Blackfish isn’t cinematic character assassination of Tilikum; rather, it illustrates how such acts of aggression, backed up by commentary from experts, can result from the frustrations of being held in captivity. There have been 70 documented cases of orca attacks at marine parks, and Cowperthwaite says no one has been killed by an orca in the wild, only in captivity.
Her film explores a perplexing dichotomy — how such a sentient creature can at once be an endearing friendly giant, yet with the capacity to be a seemingly merciless killing machine. Blackfish blends shocking, previously unseen footage and interviews with experts and trainers, includng disillusioned sea park workers whose lives were endangered.
While Blackfish also explores the economics of the multimillion-dollar sea park industry, SeaWorld declined to participate.
“Why would a highly intelligent animal attack its trainer — in effect, bite the hand that feeds it?” Cowperthwaite asks. “I set out to understand this incident not as an activist, but as a mother [who had just taken her two kids to SeaWorld] and as a documentary filmmaker [who can’t let sleeping dogs lie].”
She began her film after reading an article on the Brancheau tragedy by Tim Zimmermann for Outside magazine. She was shocked and disturbed such an intelligent animal would turn on a human it presumably gets along with.
Cowperthwaite, who has also created projects for ESPN and the Discovery and History channels, was also inspired by Death at SeaWorld, David Kirby’s scientific thriller about the dark side of SeaWorld and the marine park industry.
“I wasn’t setting out to produce an exposé, but rather a film where every perspective would be presented to achieve a greater understanding of animals and their human caretakers,” notes Cowperthwaite, who said making her heart-wrenching film wasn’t easy. “There were nightmares, autopsy reports, sobbing interviewees and miserable animals.”

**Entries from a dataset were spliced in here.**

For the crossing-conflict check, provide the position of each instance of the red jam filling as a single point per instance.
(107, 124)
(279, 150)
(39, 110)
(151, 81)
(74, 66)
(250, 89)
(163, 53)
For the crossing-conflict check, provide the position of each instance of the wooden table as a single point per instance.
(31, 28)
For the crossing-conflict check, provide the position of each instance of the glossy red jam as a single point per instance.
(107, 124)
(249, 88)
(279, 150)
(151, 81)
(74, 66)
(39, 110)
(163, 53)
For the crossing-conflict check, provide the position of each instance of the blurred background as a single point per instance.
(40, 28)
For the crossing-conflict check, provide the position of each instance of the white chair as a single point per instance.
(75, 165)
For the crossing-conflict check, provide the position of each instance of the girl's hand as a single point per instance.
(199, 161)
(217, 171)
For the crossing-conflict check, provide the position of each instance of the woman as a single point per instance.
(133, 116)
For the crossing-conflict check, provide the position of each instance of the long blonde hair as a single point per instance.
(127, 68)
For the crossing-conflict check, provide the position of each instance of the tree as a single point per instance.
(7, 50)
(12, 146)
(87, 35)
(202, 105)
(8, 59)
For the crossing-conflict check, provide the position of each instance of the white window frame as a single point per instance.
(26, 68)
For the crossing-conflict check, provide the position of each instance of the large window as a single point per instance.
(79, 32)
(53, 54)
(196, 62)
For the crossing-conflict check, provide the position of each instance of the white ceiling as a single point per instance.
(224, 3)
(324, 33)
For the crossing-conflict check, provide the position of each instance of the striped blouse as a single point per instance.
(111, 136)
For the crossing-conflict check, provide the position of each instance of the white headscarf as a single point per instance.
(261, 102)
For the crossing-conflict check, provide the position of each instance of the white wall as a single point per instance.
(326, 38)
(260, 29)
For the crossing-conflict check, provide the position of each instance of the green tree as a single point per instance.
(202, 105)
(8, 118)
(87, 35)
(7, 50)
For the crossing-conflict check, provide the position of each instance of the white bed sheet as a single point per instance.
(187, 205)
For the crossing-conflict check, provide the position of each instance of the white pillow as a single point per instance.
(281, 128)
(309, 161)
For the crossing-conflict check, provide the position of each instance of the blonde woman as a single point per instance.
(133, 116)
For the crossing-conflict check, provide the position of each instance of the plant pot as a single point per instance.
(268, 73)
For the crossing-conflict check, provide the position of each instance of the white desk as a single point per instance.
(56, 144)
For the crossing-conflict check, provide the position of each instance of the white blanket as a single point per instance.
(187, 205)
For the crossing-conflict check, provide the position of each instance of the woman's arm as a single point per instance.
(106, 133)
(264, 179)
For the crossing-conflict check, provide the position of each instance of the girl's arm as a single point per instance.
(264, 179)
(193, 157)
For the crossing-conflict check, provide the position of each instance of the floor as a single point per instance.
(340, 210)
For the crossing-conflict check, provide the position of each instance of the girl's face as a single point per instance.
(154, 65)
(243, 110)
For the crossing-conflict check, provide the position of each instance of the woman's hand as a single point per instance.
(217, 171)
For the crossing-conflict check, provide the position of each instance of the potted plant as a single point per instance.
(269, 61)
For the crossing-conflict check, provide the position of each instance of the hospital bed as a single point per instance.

It wasn’t her intention to evoke particular emotions, she said — just to tell the story as truthfully and powerfully as possible.
Cowperthwaite is already learning that along with the accolades can come criticism.
“It’s par for the course,” says Suzanne Chisholm, the Gulf Islands filmmaker who experienced that herself with Saving Luna, the award-winning film she made with husband Michael Parfit about the endearing orca Luna.
They later created The Whale, their Hollywood “remake” narrated by Ryan Reynolds.
“Gabriela’s covering a very controversial story, and already there have been some nasty comments online,” Chisholm observes. “We had a few ourselves. Some people said people shouldn’t interact with whales [in the wild] and neither should we have.”
The most amusing criticism, Chisholm recalled, was being accused of exploiting ill-fated Luna’s story to get rich.
“That couldn’t be farther from the truth,” she said. “Nobody I know who makes independent films is in it for the money.”
If anyone can offer Cowperthwaite an idea of what lies ahead with a successful whale movie, it’s the couple who met her on San Juan Island at Superpod, an annual gathering of brainstorming orca enthusiasts, including former sea park trainers.
“This issue generates an enormous amount of emotion on both sides,” Chisholm said. “From a corporate point of view, I can’t imagine they [SeaWorld] will be happy. Given what we now know, the whales don’t really belong there anymore. It’s a hard pill to swallow. It’s an inconvenient truth.”
The couple, whose non-fiction book The Lost Whale will be published in June by Raincoast in Canada and St. Martin’s Press, were elated when they heard about Cowperthwaite’s Sundance success.
“She was so supportive,” Chisholm said. “We’re so happy for Gabriela and her crew. They’re good people and they’ve worked really hard on an important issue. It’s every filmmaker’s dream.”